CI, confidence interval; AOR, adjusted odds ratio; BMI, body mass index; COR, crude odds ratio; HC, hip circumference; MetS, metabolic syndrome; WC, waist circumference.
Figure 1
Table 3
| Variables | H. pylori status | Total | ||||
|---|---|---|---|---|---|---|
| Positive | Negative | |||||
| N (%) | 95% CI | N (%) | 95% CI | N (%) | 95% CI | |
| Low HDL-C | 52(45.6) | 36.3–55.2 | 54(47.4) | 37.9–56.9 | 106(46.5) | 39.9–53.2 |
| SBP ≥ 130 mmHg | 24(21.1) | 14–29.7 | 19(16.7) | 10.3–24.8 | 43(18.9) | 14–24.6 |
| DBP ≥ 85 mmHg | 29(25.4) | 17.7–34.4 | 15(13.2 | 7.6–20.8 | 44(19.3) | 14.4–25.0 |
| Hypertriglyceridemia | 12(10.5) | 5.6–11.7 | 8(7.0) | 3.1–13.4 | 20(8.8) | 5.4–13.2 |
| Hyperglycemia | 32(28.1) | 20.1–37.3 | 22(19.3) | 12.5–27.5 | 54(23.7) | 18.3–29.7 |
| WC ≥ 94 cm for men or ≥80 cm for women | 11(9.6) | 4.9–16.6 | 5(4.4) | 1.4–9.9) | 16(7.0) | 4.1–11.1 |
| MetS | 31(27.2) | 19.3–37.3 | 22(19.3) | 12.5–27.7 | 53(23.2) | 17.9–29.3 |
MetS among H. pylori-positive and H. pylori-negative patients (N=228 at THMGH, Northeast Ethiopia, 2022).

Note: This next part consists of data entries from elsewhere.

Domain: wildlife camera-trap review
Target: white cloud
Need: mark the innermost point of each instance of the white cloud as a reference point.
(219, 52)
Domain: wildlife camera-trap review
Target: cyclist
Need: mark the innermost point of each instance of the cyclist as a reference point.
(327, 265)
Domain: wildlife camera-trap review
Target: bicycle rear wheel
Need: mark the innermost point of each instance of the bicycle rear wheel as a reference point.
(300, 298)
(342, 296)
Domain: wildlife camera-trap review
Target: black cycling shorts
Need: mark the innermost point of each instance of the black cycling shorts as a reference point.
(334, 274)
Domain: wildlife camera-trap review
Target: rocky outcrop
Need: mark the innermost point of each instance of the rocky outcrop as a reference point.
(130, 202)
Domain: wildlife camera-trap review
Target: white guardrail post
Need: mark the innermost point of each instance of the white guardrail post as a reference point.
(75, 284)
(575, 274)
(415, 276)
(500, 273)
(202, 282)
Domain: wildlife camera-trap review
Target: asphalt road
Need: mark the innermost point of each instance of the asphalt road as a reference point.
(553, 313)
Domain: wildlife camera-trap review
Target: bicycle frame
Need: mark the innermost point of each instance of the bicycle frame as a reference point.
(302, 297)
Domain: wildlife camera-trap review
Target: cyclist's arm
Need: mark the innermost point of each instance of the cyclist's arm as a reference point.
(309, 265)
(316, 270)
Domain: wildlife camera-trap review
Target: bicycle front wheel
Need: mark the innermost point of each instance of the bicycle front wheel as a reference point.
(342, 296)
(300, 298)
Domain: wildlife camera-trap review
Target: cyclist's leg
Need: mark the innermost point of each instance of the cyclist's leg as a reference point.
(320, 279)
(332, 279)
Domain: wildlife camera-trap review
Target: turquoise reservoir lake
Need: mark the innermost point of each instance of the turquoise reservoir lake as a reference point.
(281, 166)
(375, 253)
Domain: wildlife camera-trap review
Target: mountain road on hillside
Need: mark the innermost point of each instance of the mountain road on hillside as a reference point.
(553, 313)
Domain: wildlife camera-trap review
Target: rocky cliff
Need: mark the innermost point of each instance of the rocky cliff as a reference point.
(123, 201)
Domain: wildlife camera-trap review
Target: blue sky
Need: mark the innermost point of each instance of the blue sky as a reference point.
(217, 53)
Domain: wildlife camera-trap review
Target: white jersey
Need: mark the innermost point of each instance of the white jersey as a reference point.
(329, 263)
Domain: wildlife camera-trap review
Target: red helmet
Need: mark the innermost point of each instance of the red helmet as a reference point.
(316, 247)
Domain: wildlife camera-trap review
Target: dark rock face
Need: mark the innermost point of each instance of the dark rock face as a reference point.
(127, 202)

CI, confidence interval; HDL, high-density lipoprotein; LDL, low-density lipoprotein; MetS, metabolic syndrome.
Figure 2
Factors associated with MetS
In bivariate analysis, marital status, education status, occupation, and hyperglycemia were found to have statistically significant associations with MetS (p < 0.05). However, in the multivariable analysis, only fasting blood glucose (FPG) and marital status showed a statistically significant association with MetS. In addition, our analysis did not find a statistically significant association between H. pylori status and the frequency of metabolic syndrome (Table 2).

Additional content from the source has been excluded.